Innocent's work in Nigeria’s Civil Society space took another turn when he joined the Ford Foundation in 2013 as the Regional Director for West Africa, the first Nigerian to hold that position. From Lagos, he oversaw all grant making in the region, supporting efforts to ensure that all people have equal access to economic and social opportunities. In managing this work, he addressed issues of democratic and accountable government, freedom of expression, and sexuality and reproductive health and rights. Notable achievements of the Foundation’s West Africa office under his tenure include:

•     Coordinating strategic funding by Ford, McArthur Foundation, and OSIWA (Open Society Institute for Africa) for the anti-corruption agenda of the government, after President Buhari’s election in 2015
•     Pioneering the hosting of essential conversations on Nigeria’s civil war, its impact, and the way forward.
•     Initiating the groundbreaking work of impact investing in Nigeria to leverage private sector resources towards meeting the Sustainable Development Goals.
•     Supporting Lagos State Government with vehicles to assist in contact tracing at the height of the pandemic (2020).

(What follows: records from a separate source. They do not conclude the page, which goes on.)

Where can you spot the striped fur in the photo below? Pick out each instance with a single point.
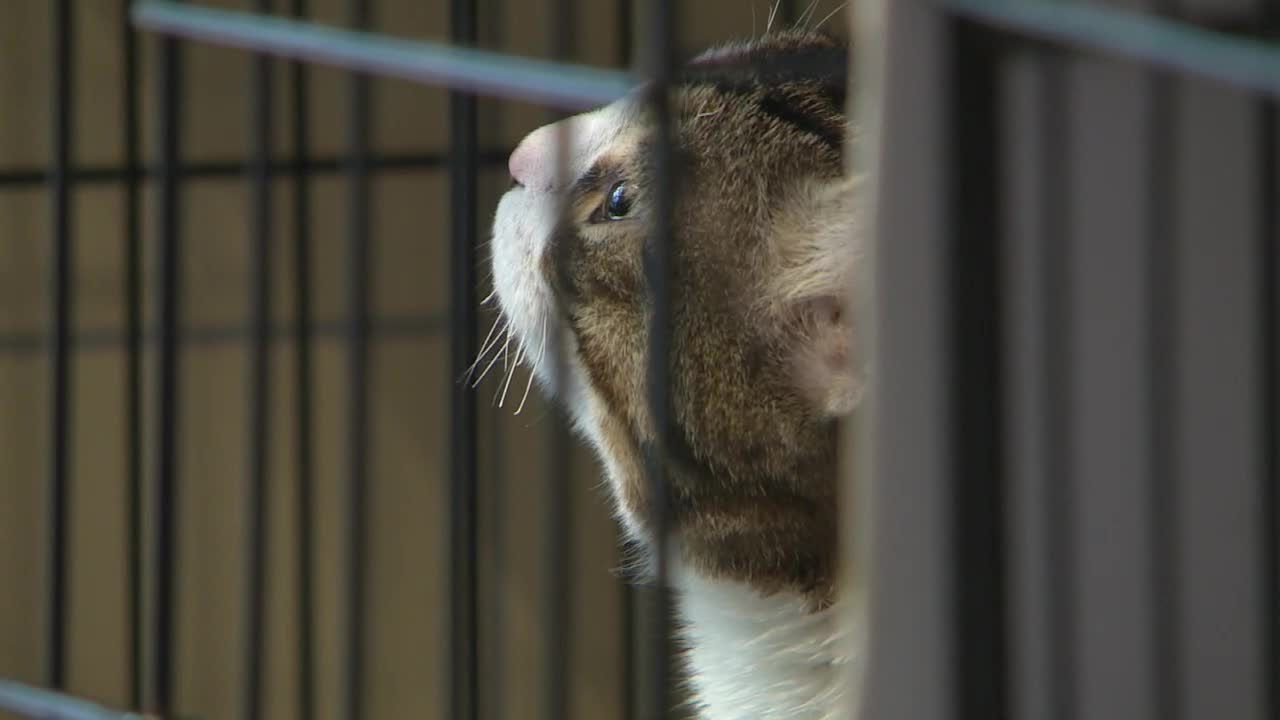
(762, 367)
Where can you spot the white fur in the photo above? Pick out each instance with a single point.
(521, 228)
(762, 657)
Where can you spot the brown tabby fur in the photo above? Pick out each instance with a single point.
(753, 459)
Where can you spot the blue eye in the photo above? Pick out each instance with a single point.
(617, 204)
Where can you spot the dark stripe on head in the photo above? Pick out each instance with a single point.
(786, 108)
(750, 69)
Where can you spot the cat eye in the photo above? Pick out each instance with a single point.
(617, 204)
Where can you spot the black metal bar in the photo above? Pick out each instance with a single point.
(558, 602)
(1057, 287)
(1162, 44)
(464, 701)
(626, 36)
(133, 354)
(257, 510)
(973, 187)
(22, 178)
(357, 368)
(1162, 395)
(62, 283)
(304, 381)
(167, 419)
(1269, 256)
(662, 28)
(460, 68)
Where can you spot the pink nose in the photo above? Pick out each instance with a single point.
(530, 164)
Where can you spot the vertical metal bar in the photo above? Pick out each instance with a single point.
(977, 491)
(133, 352)
(168, 314)
(357, 369)
(260, 387)
(659, 71)
(910, 595)
(558, 601)
(626, 36)
(1056, 287)
(62, 281)
(464, 153)
(302, 369)
(1161, 395)
(1269, 250)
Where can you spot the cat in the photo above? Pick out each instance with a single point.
(763, 360)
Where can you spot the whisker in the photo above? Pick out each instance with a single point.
(823, 21)
(520, 355)
(542, 350)
(494, 361)
(484, 347)
(808, 13)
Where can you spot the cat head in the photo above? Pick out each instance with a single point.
(762, 359)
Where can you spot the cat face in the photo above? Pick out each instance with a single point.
(762, 354)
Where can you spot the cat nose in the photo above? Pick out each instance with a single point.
(530, 163)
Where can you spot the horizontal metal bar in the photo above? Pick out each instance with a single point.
(27, 701)
(560, 85)
(393, 327)
(1233, 60)
(325, 164)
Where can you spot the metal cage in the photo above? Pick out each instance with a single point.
(1066, 487)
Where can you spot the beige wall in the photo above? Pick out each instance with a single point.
(407, 629)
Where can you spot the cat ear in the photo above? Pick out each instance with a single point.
(818, 249)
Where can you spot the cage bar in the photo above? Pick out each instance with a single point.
(662, 28)
(458, 68)
(977, 364)
(62, 285)
(1159, 42)
(1267, 23)
(357, 368)
(132, 263)
(1057, 285)
(261, 237)
(300, 130)
(164, 541)
(1162, 400)
(558, 601)
(464, 573)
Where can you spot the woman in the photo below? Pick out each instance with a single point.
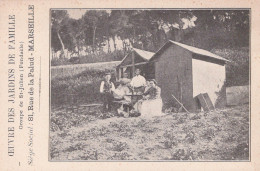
(106, 89)
(151, 104)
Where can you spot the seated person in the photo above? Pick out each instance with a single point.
(138, 82)
(120, 92)
(125, 78)
(151, 104)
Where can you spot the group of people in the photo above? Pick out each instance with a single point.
(148, 103)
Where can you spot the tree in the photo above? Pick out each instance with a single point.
(58, 20)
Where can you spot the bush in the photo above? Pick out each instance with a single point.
(237, 71)
(91, 58)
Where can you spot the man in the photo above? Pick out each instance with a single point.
(138, 82)
(106, 89)
(125, 78)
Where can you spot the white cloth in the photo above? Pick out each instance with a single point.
(102, 87)
(138, 81)
(150, 108)
(120, 92)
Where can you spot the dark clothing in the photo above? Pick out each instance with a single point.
(153, 93)
(107, 99)
(107, 87)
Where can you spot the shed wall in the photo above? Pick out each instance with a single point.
(173, 72)
(208, 78)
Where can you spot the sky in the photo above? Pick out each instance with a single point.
(76, 13)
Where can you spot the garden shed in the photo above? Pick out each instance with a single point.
(137, 58)
(185, 72)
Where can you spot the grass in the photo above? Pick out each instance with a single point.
(222, 134)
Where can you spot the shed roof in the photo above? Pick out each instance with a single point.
(146, 55)
(191, 49)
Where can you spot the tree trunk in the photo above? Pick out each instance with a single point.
(108, 45)
(114, 39)
(94, 37)
(62, 45)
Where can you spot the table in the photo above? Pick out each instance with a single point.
(135, 97)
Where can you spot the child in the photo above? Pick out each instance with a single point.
(106, 89)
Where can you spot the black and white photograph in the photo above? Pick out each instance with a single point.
(150, 84)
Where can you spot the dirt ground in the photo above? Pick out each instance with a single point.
(222, 134)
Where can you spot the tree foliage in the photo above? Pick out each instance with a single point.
(147, 29)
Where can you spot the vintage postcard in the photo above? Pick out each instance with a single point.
(136, 85)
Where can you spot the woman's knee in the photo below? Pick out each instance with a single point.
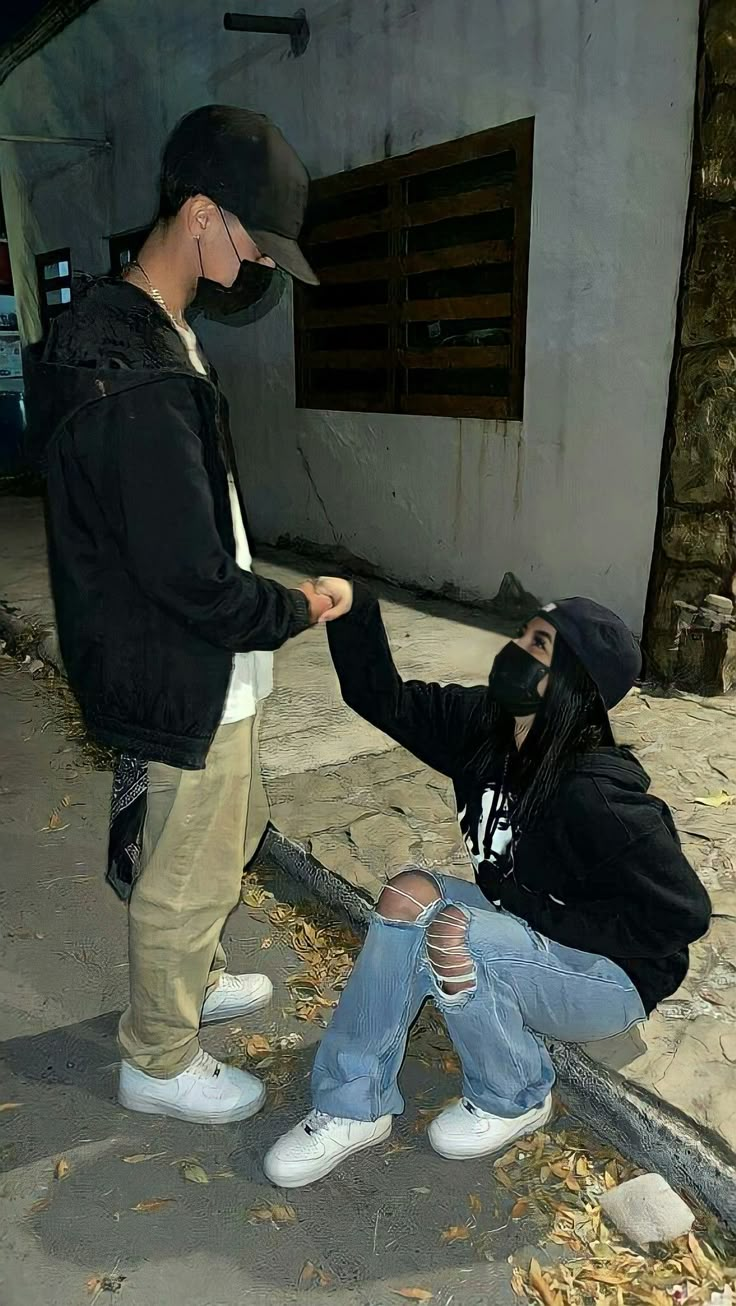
(406, 896)
(448, 951)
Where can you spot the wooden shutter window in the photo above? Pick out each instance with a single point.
(423, 269)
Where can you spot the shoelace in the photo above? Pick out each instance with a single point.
(470, 1106)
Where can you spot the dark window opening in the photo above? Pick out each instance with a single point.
(423, 263)
(54, 270)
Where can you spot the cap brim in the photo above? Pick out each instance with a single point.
(286, 255)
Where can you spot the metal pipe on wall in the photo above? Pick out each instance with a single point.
(296, 28)
(84, 141)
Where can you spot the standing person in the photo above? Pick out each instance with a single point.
(582, 908)
(163, 628)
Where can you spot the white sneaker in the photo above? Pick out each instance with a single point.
(208, 1092)
(236, 995)
(313, 1147)
(463, 1130)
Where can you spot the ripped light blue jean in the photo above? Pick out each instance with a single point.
(523, 986)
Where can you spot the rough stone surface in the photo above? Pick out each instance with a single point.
(688, 585)
(698, 537)
(718, 174)
(647, 1210)
(709, 308)
(720, 41)
(705, 427)
(371, 805)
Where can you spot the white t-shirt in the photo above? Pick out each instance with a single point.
(252, 673)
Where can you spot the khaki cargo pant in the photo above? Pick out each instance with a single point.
(202, 827)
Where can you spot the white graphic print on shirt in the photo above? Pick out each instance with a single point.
(488, 833)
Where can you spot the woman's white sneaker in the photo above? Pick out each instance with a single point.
(317, 1144)
(236, 995)
(463, 1130)
(208, 1092)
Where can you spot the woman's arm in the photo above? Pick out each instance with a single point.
(436, 722)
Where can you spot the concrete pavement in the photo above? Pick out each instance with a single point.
(362, 807)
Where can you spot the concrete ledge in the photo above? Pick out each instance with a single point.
(646, 1129)
(651, 1132)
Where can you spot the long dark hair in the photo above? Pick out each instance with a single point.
(570, 721)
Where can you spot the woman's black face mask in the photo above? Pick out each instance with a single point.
(514, 681)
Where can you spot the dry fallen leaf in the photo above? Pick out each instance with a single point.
(141, 1156)
(518, 1281)
(257, 1046)
(313, 1276)
(540, 1285)
(153, 1204)
(195, 1173)
(99, 1284)
(456, 1233)
(274, 1215)
(720, 799)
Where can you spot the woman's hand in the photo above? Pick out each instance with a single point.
(339, 592)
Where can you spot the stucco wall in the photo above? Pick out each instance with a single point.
(565, 499)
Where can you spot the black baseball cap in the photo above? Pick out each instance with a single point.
(242, 161)
(602, 641)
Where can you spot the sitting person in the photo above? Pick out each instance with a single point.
(582, 908)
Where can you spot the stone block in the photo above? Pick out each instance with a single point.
(647, 1210)
(705, 429)
(685, 587)
(720, 42)
(718, 171)
(709, 311)
(701, 537)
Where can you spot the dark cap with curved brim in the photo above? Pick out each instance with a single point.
(242, 162)
(602, 641)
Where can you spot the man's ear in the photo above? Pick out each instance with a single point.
(199, 213)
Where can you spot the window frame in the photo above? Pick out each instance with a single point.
(397, 218)
(133, 239)
(48, 259)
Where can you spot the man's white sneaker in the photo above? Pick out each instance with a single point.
(309, 1151)
(208, 1092)
(236, 995)
(463, 1130)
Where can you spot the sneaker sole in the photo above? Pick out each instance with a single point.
(469, 1155)
(222, 1019)
(179, 1113)
(329, 1165)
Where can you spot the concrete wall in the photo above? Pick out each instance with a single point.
(565, 499)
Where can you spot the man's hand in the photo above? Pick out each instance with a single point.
(320, 604)
(339, 592)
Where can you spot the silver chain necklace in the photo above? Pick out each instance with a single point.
(155, 294)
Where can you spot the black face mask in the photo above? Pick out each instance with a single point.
(255, 282)
(514, 679)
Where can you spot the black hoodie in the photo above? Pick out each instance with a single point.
(149, 600)
(602, 871)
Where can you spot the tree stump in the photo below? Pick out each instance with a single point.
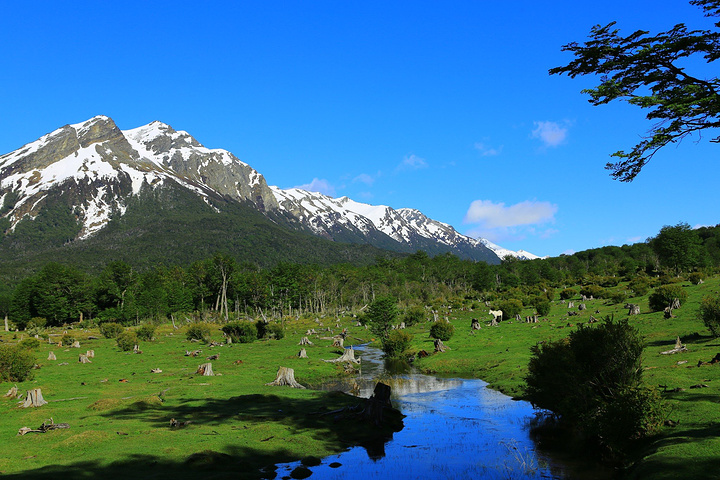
(285, 376)
(375, 405)
(347, 356)
(34, 399)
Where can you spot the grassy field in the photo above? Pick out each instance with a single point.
(499, 355)
(119, 412)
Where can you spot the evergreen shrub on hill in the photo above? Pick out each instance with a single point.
(664, 295)
(16, 364)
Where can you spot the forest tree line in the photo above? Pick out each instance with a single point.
(223, 287)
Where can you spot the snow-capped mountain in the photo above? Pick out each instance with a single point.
(504, 252)
(96, 169)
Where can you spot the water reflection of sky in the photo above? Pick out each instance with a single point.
(460, 429)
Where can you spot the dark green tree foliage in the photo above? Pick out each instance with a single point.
(593, 378)
(16, 363)
(679, 248)
(649, 71)
(442, 330)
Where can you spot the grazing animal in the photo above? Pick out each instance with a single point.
(496, 314)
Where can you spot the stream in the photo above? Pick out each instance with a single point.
(454, 428)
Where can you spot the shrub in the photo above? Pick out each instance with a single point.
(568, 293)
(413, 315)
(198, 331)
(127, 341)
(664, 295)
(542, 308)
(442, 330)
(29, 343)
(111, 329)
(146, 332)
(639, 286)
(710, 314)
(510, 308)
(242, 332)
(593, 378)
(16, 364)
(593, 291)
(276, 331)
(396, 342)
(36, 322)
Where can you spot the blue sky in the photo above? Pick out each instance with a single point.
(446, 107)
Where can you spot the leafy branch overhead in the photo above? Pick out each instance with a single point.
(648, 71)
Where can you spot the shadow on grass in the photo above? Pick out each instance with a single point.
(235, 462)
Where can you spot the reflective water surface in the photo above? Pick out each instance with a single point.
(454, 428)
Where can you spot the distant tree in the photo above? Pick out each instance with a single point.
(679, 247)
(649, 72)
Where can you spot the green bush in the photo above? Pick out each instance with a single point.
(413, 315)
(543, 308)
(568, 293)
(593, 291)
(29, 343)
(511, 308)
(127, 341)
(593, 378)
(710, 314)
(146, 332)
(664, 295)
(639, 286)
(276, 331)
(442, 330)
(396, 342)
(241, 332)
(16, 364)
(111, 329)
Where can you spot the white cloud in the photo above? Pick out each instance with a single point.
(494, 215)
(550, 133)
(412, 162)
(487, 151)
(319, 185)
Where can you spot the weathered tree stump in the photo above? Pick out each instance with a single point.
(285, 377)
(205, 370)
(34, 399)
(375, 405)
(347, 356)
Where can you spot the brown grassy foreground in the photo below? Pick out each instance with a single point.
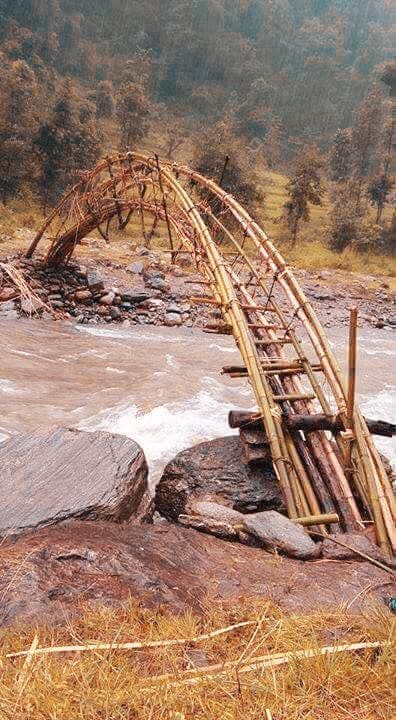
(116, 684)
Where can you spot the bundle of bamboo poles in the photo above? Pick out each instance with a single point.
(318, 474)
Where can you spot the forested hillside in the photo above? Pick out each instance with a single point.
(290, 85)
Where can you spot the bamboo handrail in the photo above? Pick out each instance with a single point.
(316, 475)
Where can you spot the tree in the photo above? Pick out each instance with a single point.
(340, 155)
(212, 146)
(349, 225)
(272, 147)
(66, 142)
(132, 109)
(377, 190)
(18, 104)
(104, 100)
(366, 132)
(304, 188)
(171, 130)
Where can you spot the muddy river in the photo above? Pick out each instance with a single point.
(160, 386)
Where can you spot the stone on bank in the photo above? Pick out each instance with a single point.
(54, 475)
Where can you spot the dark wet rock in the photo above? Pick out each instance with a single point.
(52, 475)
(136, 268)
(107, 299)
(173, 319)
(215, 471)
(277, 532)
(29, 306)
(134, 296)
(214, 510)
(83, 295)
(158, 283)
(357, 541)
(8, 310)
(8, 293)
(59, 568)
(95, 281)
(115, 313)
(174, 309)
(208, 525)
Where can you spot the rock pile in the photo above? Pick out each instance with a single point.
(54, 475)
(212, 489)
(83, 294)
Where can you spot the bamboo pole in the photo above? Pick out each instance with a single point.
(109, 196)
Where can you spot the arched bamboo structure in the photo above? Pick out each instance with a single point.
(285, 353)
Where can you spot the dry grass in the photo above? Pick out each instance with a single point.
(121, 684)
(311, 252)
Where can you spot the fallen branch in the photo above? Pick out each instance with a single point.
(210, 672)
(130, 646)
(25, 292)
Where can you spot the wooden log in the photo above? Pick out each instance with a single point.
(311, 423)
(324, 519)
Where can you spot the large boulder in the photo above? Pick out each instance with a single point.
(53, 475)
(275, 531)
(47, 575)
(215, 471)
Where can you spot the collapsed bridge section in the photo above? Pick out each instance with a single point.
(256, 298)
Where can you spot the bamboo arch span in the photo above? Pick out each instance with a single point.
(249, 285)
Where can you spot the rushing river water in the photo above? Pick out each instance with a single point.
(160, 386)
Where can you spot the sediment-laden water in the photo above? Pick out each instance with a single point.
(160, 386)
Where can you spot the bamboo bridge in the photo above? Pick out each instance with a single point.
(322, 451)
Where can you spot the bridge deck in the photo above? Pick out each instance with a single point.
(256, 297)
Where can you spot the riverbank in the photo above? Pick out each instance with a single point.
(148, 290)
(214, 676)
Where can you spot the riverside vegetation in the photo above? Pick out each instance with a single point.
(284, 102)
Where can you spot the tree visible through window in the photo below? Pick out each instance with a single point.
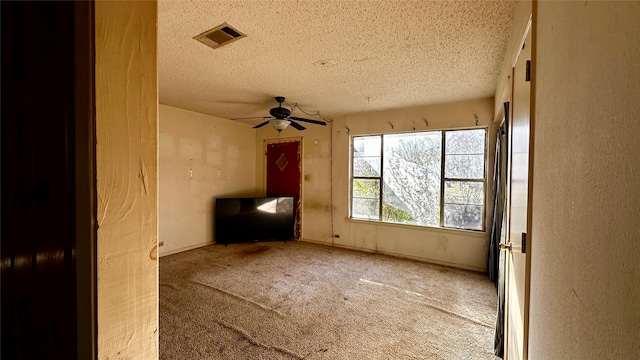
(434, 178)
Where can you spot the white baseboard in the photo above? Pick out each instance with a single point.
(418, 258)
(183, 249)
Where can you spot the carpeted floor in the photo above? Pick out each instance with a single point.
(298, 300)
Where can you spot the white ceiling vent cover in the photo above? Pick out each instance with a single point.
(220, 35)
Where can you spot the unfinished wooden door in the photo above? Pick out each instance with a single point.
(518, 262)
(283, 162)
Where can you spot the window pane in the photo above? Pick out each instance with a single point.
(463, 192)
(464, 166)
(366, 166)
(365, 208)
(365, 188)
(463, 216)
(366, 146)
(412, 173)
(465, 141)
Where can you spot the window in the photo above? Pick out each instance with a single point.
(434, 178)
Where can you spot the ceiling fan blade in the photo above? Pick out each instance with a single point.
(296, 125)
(261, 124)
(252, 117)
(318, 122)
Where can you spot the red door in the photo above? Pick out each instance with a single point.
(283, 174)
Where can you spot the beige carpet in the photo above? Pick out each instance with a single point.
(297, 300)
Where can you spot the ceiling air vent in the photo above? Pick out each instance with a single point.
(219, 35)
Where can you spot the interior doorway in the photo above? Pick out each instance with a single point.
(283, 162)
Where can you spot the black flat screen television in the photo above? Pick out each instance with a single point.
(254, 219)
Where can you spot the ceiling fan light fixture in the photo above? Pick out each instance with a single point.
(280, 124)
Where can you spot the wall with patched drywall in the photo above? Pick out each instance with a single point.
(126, 91)
(201, 157)
(585, 247)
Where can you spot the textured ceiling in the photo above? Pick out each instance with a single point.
(387, 54)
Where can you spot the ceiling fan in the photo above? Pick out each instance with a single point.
(281, 118)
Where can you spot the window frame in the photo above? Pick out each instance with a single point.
(443, 178)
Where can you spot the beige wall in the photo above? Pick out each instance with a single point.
(585, 272)
(521, 15)
(201, 157)
(316, 170)
(126, 159)
(457, 248)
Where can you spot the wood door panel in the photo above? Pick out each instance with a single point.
(283, 174)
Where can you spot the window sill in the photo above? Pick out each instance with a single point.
(473, 233)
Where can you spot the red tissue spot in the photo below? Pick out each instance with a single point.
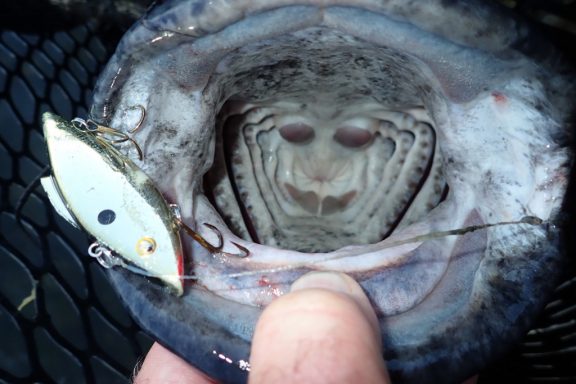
(499, 98)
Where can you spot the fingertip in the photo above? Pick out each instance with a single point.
(317, 334)
(162, 366)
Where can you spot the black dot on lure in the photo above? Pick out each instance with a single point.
(106, 217)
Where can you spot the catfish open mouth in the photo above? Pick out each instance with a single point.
(425, 161)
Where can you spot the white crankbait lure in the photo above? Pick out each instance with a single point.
(96, 188)
(115, 201)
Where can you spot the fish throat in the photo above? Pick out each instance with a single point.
(324, 141)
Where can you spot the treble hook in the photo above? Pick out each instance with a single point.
(214, 249)
(102, 131)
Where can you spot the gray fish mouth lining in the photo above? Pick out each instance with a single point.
(451, 101)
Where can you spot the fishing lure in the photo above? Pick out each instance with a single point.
(116, 202)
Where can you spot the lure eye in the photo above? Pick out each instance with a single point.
(106, 217)
(145, 246)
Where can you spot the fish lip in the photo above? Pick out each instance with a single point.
(398, 351)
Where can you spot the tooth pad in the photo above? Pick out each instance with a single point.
(357, 215)
(75, 329)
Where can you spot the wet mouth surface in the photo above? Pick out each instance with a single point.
(345, 138)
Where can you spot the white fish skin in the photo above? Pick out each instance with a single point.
(113, 200)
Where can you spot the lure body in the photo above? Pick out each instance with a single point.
(96, 188)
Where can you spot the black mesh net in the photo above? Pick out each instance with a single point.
(60, 321)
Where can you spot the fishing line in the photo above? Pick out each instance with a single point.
(23, 199)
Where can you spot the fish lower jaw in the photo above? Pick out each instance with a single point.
(409, 264)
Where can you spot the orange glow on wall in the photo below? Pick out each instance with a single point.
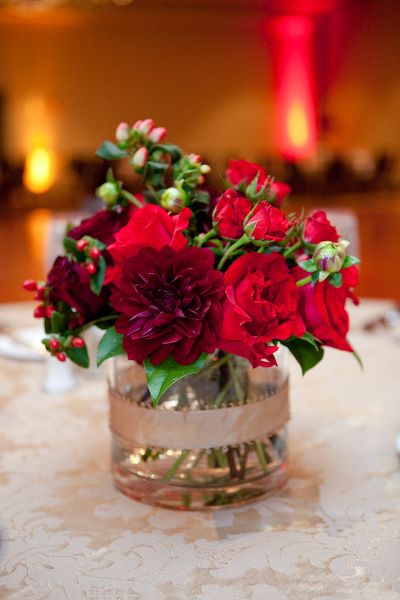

Innocent retired from Ford Foundation on January 31st, 2021, after eight years of meritorious service.

Innocent as a Family Man

March 19, 2022
Innocent met his lovely wife of 23 years, Josephine (a feminist and women's rights activist) in September 1996. After a fast courtship, Josephine and Innocent married on July 19th of the following year, a date important to the couple for more reasons than one. Referred to as the 1st human rights couple in Nigeria, as they were the 1st activists to meet on the job and get married. Josephine and Innocent to all who knew them were inseparable in planning their wedding, they operated on the philosophy of "equal founders and equal joiners." They both moved from their respective apartments into a place they jointly found and set up. Their love and marriage was one of true partnership that will continue to serve as the bedrock of our family for years to come. Innocent and Josephine are blessed with three wonderful daughters- Chidinma Ekanem, Amarachi Itu and Nkechi Ama. Innocent was well known as his daughters' biggest fan, supporting and championing them and their accomplishments to all who would hear through the years.